Está claro para muchos que las medidas macristas tuvieron consecuencias terribles y que gran parte de los sectores enojados con el gobierno anterior están peor que en 2015. Perdieron mucho más.
Pero, para la mirada ombliguista, y sus fantasmas sobre lo colectivista, “no debemos volver al pasado”.
Hoy una derecha que progresistas confundidos llamaron “moderna” justamente juega con la idea de que los gobiernos populares son el atraso.
Así reacciona el sueño imposible de lo que Martín Rodríguez llama “el pueblo macrista”: un tercio de población dueño de empresas o comercios o la casa y el auto o incluso los dueños de nada pero creyentes en su superioridad por sobre los pobres y vulnerables “que no quieren trabajar sino vivir del Estado”. Ese tercio quiere que achiquen el Estado y que no le toquen el bolsillo y mucho menos le arrebaten su lugar social igualándolo con los negros “vagos”.
Ingenuamente, se podría pensar que el “se robaron todo” es un clamor republicano en demanda de terminar con la corrupción. No lo confirman los hechos cuando se observa la doble vara en el juicio de muchos.

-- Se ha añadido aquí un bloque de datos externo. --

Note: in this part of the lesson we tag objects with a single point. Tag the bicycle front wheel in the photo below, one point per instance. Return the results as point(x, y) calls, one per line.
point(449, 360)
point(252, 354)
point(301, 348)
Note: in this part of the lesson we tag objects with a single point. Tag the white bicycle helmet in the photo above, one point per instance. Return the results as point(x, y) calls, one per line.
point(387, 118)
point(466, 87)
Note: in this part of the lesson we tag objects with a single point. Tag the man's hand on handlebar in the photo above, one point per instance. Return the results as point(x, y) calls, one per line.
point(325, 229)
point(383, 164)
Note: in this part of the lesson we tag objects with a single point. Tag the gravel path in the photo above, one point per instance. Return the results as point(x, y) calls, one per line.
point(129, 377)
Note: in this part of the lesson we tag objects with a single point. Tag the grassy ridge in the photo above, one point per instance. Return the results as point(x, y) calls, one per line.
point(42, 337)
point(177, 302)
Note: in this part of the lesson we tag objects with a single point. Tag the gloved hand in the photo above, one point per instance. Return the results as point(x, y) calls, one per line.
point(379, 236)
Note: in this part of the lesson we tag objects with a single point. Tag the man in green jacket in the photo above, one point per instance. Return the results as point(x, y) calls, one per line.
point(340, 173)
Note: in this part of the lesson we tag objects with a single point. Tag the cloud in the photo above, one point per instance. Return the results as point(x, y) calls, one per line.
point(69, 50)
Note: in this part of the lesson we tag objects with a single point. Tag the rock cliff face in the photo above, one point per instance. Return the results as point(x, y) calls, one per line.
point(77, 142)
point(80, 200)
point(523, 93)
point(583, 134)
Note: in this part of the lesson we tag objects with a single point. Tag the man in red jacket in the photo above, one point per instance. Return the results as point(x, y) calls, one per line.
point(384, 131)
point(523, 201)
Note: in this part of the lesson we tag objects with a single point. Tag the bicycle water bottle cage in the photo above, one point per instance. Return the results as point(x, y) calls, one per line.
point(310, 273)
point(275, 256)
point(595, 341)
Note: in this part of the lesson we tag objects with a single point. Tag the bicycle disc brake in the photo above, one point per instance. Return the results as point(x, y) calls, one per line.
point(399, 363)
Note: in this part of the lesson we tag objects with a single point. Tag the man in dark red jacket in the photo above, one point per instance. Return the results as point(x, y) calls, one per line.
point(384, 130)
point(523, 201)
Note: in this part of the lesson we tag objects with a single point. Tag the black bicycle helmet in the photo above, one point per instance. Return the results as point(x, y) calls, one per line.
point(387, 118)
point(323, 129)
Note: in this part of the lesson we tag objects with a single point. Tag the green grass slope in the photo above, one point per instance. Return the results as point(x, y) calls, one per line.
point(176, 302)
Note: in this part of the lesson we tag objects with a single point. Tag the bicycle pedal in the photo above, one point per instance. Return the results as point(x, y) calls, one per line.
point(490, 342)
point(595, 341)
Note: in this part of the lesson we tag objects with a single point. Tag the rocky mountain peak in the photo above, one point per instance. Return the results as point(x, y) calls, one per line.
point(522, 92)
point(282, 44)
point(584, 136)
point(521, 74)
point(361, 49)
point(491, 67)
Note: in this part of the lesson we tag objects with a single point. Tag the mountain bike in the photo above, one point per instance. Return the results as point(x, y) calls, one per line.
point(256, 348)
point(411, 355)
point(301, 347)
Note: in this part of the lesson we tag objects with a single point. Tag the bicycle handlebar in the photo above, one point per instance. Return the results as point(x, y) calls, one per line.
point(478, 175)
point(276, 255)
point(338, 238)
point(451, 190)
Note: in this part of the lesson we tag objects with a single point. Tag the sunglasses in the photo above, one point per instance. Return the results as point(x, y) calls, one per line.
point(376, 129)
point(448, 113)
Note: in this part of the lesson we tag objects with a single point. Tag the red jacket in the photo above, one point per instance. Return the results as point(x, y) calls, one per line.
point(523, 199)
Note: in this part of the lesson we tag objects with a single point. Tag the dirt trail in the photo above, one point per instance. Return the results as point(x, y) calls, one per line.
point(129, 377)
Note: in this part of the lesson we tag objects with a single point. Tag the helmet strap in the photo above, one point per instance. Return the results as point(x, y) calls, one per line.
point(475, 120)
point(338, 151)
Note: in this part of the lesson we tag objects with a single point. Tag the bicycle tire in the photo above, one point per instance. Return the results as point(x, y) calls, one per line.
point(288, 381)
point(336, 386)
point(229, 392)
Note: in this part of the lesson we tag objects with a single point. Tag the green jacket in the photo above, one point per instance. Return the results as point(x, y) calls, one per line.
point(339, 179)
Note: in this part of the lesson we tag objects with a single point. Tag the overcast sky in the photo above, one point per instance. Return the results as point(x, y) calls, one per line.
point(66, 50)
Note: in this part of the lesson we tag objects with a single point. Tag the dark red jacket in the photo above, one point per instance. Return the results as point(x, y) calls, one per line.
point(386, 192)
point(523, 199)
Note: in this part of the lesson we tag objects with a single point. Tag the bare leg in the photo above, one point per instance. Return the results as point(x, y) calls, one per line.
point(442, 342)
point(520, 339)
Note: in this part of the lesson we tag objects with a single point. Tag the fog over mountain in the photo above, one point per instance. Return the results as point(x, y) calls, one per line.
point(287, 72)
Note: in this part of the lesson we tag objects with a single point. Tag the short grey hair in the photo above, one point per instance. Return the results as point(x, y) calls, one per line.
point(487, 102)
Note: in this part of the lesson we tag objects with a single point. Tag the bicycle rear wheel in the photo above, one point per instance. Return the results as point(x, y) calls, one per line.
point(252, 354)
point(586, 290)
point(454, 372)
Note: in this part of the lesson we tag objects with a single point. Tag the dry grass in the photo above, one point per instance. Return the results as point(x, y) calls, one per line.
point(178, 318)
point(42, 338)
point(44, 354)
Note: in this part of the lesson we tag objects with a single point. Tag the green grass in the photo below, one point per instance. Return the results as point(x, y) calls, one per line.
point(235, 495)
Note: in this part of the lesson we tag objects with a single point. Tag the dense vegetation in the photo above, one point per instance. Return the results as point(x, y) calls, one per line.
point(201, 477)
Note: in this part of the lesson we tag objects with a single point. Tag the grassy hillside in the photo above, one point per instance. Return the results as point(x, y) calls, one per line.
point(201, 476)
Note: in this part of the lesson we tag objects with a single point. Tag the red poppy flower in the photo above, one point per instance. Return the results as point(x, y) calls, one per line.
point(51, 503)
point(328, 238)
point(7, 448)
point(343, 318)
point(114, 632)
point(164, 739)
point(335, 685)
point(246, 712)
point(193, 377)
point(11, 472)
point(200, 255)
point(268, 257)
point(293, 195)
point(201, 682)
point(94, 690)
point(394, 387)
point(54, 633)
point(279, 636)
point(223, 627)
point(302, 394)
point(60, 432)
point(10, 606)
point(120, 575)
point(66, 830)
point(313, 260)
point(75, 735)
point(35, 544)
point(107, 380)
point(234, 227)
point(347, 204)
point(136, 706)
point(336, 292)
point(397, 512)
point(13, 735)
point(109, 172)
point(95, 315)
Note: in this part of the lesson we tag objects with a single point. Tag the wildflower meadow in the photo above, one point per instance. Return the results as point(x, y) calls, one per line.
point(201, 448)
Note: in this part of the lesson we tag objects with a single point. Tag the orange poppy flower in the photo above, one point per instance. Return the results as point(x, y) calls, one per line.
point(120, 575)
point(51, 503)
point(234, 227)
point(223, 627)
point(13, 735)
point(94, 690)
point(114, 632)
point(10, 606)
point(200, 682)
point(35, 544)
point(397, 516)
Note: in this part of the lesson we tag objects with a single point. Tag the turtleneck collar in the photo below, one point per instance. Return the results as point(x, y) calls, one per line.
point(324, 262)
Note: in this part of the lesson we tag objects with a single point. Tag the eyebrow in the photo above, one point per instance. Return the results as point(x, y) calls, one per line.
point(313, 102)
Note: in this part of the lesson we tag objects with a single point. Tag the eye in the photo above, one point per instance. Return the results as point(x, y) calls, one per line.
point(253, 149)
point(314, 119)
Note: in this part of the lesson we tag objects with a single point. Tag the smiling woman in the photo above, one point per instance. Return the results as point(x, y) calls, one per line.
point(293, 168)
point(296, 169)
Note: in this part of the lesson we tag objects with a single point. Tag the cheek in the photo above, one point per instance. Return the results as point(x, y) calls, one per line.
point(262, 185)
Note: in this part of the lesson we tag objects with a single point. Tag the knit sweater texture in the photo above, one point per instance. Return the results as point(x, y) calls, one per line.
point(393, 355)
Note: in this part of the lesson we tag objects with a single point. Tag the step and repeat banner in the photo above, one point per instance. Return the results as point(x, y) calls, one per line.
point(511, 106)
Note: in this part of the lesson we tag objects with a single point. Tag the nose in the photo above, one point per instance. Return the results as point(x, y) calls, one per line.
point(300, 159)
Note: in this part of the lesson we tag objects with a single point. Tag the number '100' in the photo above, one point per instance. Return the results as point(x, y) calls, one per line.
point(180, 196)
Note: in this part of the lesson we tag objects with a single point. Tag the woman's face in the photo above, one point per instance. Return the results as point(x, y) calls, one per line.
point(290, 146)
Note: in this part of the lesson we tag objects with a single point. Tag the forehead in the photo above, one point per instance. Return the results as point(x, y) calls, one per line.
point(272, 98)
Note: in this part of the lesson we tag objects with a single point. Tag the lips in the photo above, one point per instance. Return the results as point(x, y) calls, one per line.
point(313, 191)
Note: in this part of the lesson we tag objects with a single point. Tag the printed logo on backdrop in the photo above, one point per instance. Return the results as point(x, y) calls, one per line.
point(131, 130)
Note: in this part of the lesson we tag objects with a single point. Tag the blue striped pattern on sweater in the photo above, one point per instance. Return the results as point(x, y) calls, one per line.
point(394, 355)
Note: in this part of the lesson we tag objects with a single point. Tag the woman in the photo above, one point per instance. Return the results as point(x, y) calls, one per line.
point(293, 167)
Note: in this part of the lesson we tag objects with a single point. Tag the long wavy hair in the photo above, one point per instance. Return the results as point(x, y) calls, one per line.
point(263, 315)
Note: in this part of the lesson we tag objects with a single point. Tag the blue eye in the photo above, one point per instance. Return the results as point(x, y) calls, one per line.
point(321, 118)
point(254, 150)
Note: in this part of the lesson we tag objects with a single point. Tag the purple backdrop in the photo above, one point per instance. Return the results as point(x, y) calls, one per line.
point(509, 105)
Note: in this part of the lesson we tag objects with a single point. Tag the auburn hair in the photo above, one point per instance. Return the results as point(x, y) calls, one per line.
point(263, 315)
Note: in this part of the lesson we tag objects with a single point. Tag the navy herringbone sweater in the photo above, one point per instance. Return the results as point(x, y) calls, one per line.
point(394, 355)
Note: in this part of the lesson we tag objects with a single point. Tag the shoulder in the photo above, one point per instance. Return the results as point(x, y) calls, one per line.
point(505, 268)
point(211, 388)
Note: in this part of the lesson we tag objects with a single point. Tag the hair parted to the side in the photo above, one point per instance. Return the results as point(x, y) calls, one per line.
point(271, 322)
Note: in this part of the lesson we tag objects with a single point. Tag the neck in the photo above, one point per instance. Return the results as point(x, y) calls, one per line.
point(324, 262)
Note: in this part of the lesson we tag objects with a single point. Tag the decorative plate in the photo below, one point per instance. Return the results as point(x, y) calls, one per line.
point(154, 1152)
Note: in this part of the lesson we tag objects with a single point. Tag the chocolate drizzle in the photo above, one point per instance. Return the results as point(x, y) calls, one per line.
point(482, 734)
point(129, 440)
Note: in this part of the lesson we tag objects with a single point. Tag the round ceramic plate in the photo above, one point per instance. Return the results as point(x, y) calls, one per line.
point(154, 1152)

Un país que, salvo en el período K, viene profundizando las desigualdades y la pobreza desde hace décadas podría haber generado una mayor sensibilidad social y, en cambio, engendra defensores de la sociedad dividida en jerarquías sociales y de las ideologías desigualitarias entre clases medias y sectores populares.
Claro que hay retos que costó horrores doblegar y que hoy son políticas de Estado, como el repudio al terrorismo de Estado. ¿Por qué no vamos a lograr alguna vez un “Nunca más” a las políticas neoliberales?